His trial revealed the kind of friends Russell had, Including former United Church Moderators, RCMP Superintendents, and other prominent men who stepped forward to give character references for the rapist. Church people poured out their empathy for Crossley, not for those innocents he had violated. And so, dutifully, the judge slapped Russell’s wrist with a six month prison term, most of which he didn’t serve.

After he walked free from prison, Russell resumed his ministry; indeed, he had remained on salary with the church even after having been convicted of rape and assault. Elated, his congregation and the B.C. Conference of the United Church lauded him with testimonial dinners and awards for “thirty five years of successful ministry”. And Russell continued in the pulpit until the fall of 2008, when he finally retired, on full pension.

By way of a contrast: During exactly the same time, and in the same church body, where Russell Crossley was being exonerated for his crime, Kevin Annett faced ostracism, persecution, expulsion and professional ruination for having named some of the United Church’s dirty secrets involving stolen native land and murdered Indian kids.

Kevin Annett too was a United Church minister, although with none of the institutional pull of Russell. He had never sat on the church’s national governing body or written the church’s books and faith statement documents, as had Russell. Nor did he number as his friends RCMP Commissioners or politicians.

Kevin is not a convicted rapist, as is Russell. But now Kevin is an officially defrocked United Church minister and Russell is not. Kevin faces daily slandering and defamation from the church and its allies, and Russell does not.

Kevin is still a “man to be avoided” by respectable church society, and Russell is officially admired, and honored.

A cynical or perhaps clear-seeing man might conclude that it pays to do the wrong thing, not the right, in the
church of Jesus Christ – or at least, in the United Church of Canada.

Perhaps Kevin’s main mistake was not knowing what he part of. Nothing that his Sunday school teacher or seminary instructors taught him prepared him for the fact that rape, murder and most other beastly crimes go on with impunity in the Christian churches, and even in the all-Canadian, liberal-seeming United Church: and that these crimes seem to be valued, and certainly not punished.

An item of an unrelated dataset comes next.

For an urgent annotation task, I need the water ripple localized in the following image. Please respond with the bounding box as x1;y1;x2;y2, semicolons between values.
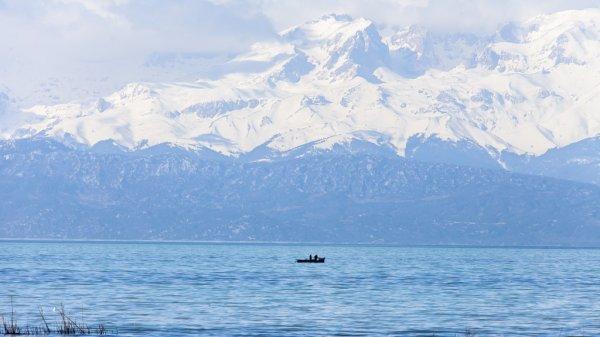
0;242;599;337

Yet experience is a cruel teacher, and Kevin certainly received enough clues along the way about the actual nature of official Christianity, one of the most memorable being when a United Church lawyer named Paul Mills, when told by Kevin of drug dealing and prostitution going on in the Toronto Fred Victor Mission where he worked, said simply, “I know about all that. The only problem here is that you wrote a letter about it.”

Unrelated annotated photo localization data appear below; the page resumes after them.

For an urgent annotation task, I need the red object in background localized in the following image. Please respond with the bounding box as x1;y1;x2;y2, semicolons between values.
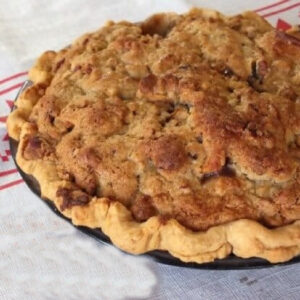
276;18;292;30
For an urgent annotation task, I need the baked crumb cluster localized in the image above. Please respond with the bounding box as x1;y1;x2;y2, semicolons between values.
11;9;300;231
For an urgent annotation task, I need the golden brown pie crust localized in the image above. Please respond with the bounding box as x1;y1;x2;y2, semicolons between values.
7;8;300;264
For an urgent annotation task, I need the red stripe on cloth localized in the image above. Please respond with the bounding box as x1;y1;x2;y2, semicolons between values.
0;82;24;96
276;18;292;30
0;179;23;191
0;116;7;122
0;72;28;86
261;2;300;17
6;100;14;109
255;0;290;12
0;169;18;177
2;133;9;141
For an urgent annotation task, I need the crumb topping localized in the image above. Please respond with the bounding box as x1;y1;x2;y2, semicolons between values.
21;9;300;231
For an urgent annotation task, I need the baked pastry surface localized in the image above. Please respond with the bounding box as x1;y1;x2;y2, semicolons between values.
7;8;300;263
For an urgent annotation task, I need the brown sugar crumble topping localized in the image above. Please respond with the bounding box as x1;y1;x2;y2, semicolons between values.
16;9;300;232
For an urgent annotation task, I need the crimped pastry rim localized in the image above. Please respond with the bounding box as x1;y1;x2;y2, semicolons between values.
7;116;300;264
11;126;300;268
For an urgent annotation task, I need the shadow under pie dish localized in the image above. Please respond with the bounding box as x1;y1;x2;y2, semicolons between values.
7;8;300;265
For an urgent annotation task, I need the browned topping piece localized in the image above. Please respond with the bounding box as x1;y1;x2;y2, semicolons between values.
83;63;93;74
131;194;157;221
56;187;90;211
139;74;157;94
78;147;101;169
54;58;65;72
23;136;52;160
142;135;187;171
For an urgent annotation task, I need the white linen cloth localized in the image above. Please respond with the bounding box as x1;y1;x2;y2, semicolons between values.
0;0;300;299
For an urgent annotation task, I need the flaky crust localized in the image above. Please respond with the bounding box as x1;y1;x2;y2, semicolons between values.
7;8;300;264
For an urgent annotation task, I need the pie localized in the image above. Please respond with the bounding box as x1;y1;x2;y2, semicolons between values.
7;8;300;264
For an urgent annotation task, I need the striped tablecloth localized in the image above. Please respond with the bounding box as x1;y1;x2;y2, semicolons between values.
0;1;300;299
0;72;27;190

Perhaps the real problem all goes back to Genesis, and the odd Christian notion of “fallen innocence”, of how there is something suspect in anything that is good, untouched, and seemingly unblemished. There can’t be, after all, in a “cursed” world like ours. And so wherever it manifests, innocence is a mockery to Christianity’s entire faith and weltanschaung, whether that’s the untouched splendor of an unlogged rain forest, or the unalloyed integrity of one man, or the happy cries of a child who isn’t like us. And so that purity must be crushed.

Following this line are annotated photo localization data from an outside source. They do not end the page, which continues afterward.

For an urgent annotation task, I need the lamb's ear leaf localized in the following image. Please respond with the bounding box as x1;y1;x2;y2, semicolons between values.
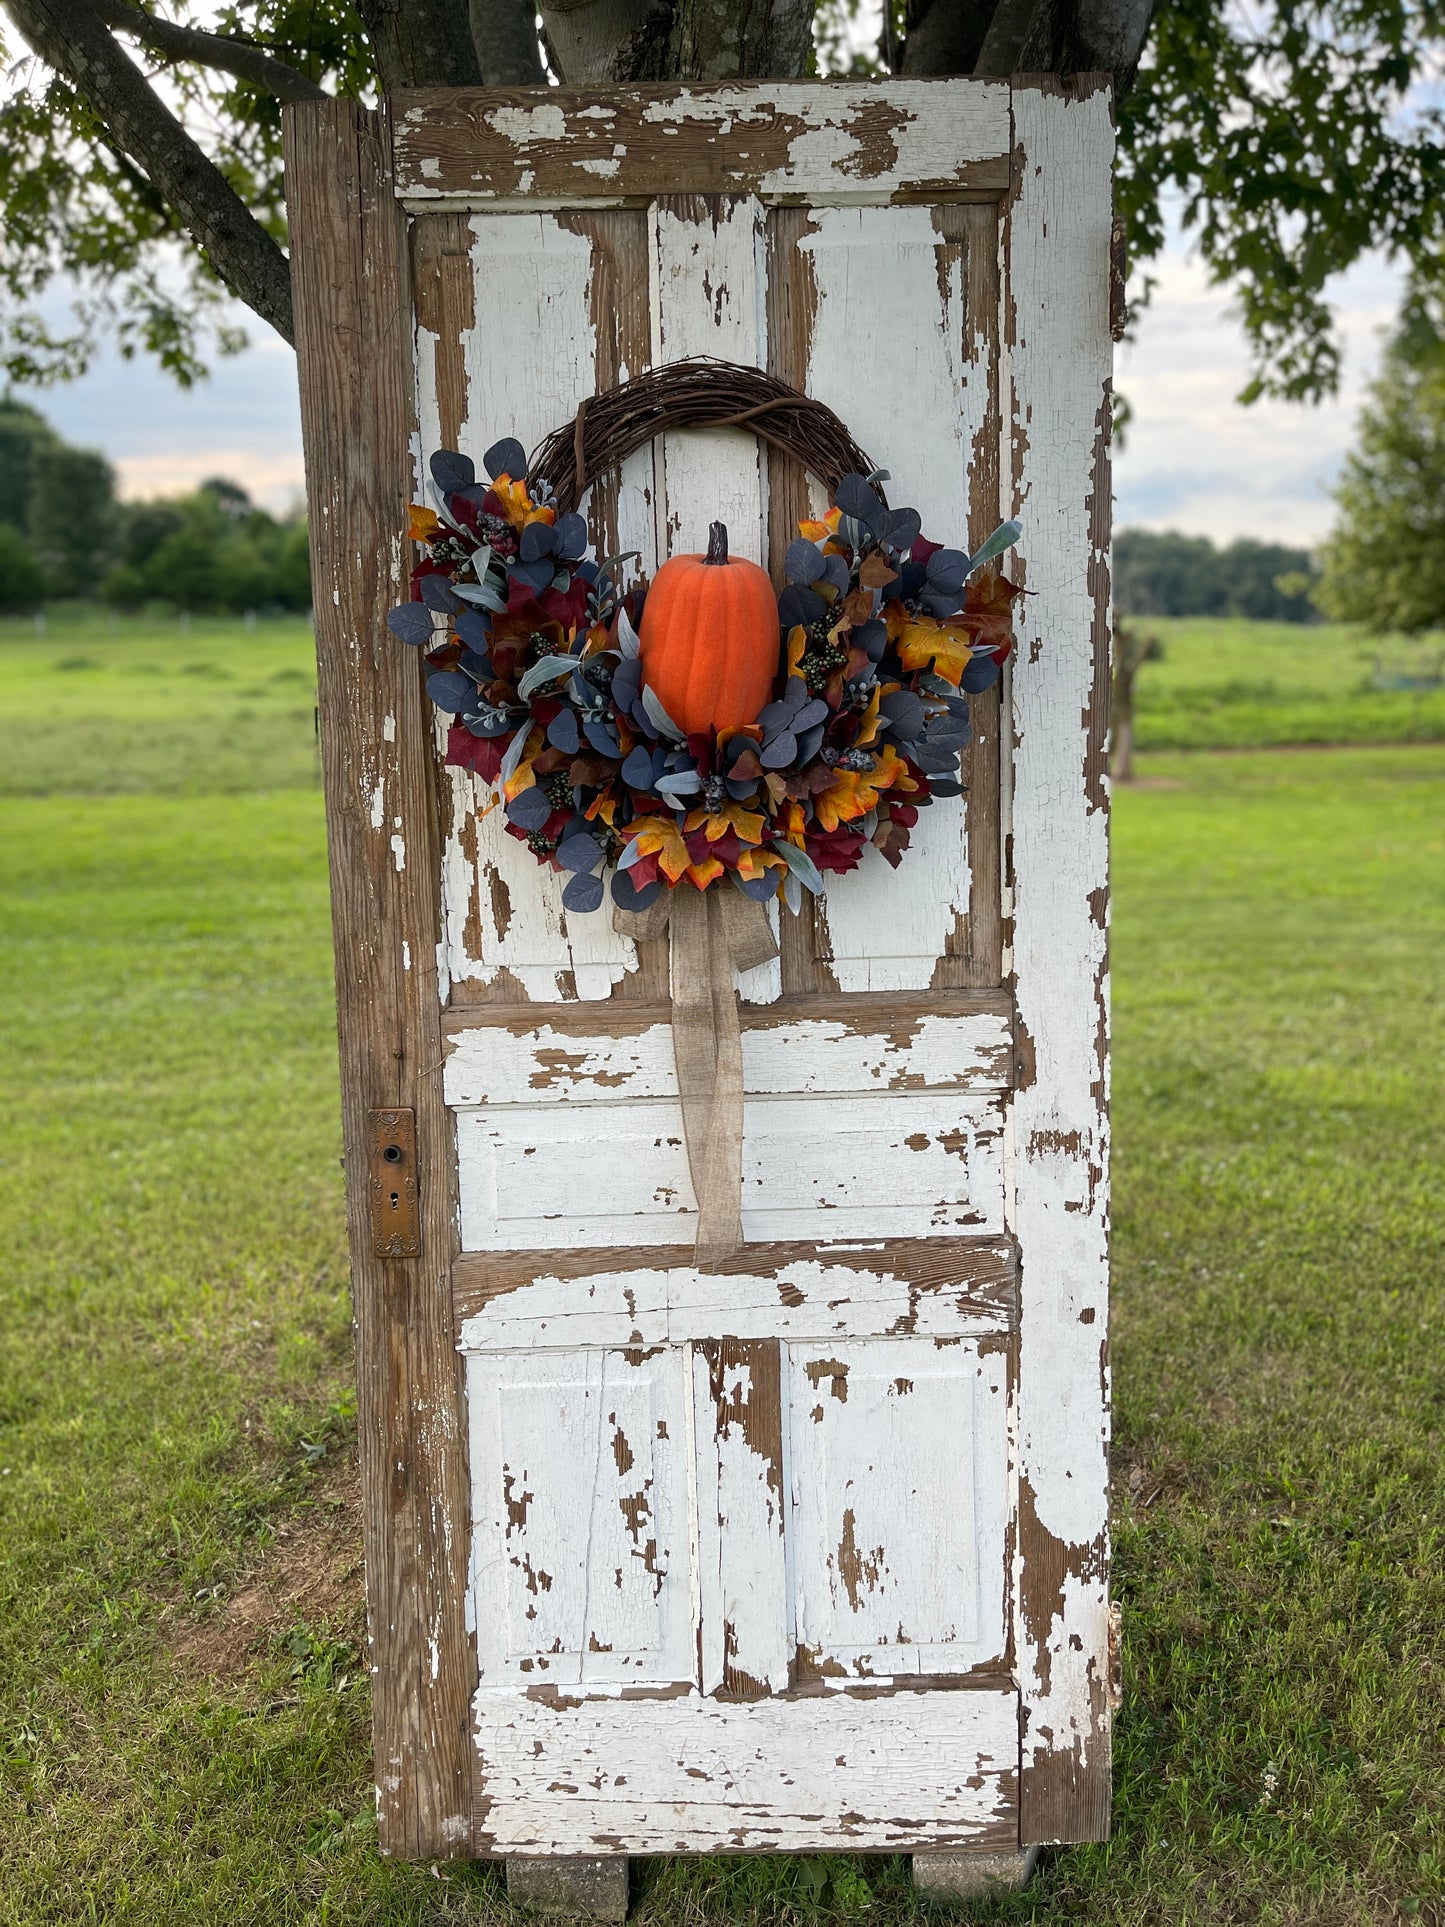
518;654;580;701
641;683;686;742
773;838;825;895
430;449;475;494
483;437;527;482
615;606;642;660
965;519;1023;574
497;727;532;788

God did exactly that, after all, to his own Son Jesus: the most pure and perfect being ever created, so says the church’s Bible. This radiant being was offered up, tortured and killed by his own Dad. The fact that the obligatory justification of all abusers, that something good came out of the crime, is tacked onto the Biblical story as a sort of redemption for the rest of us, doesn’t detract from the basic message: don’t be good and innocent – it will get you nailed.

So is it surprising, at all, that a clergyman can rape and violate at will for decades, and be encouraged in his crime, by the Christian church and its top leaders? Or, that another clergyman can be destroyed and sacrificed publicly by the same leaders for simply asking why such things can happen?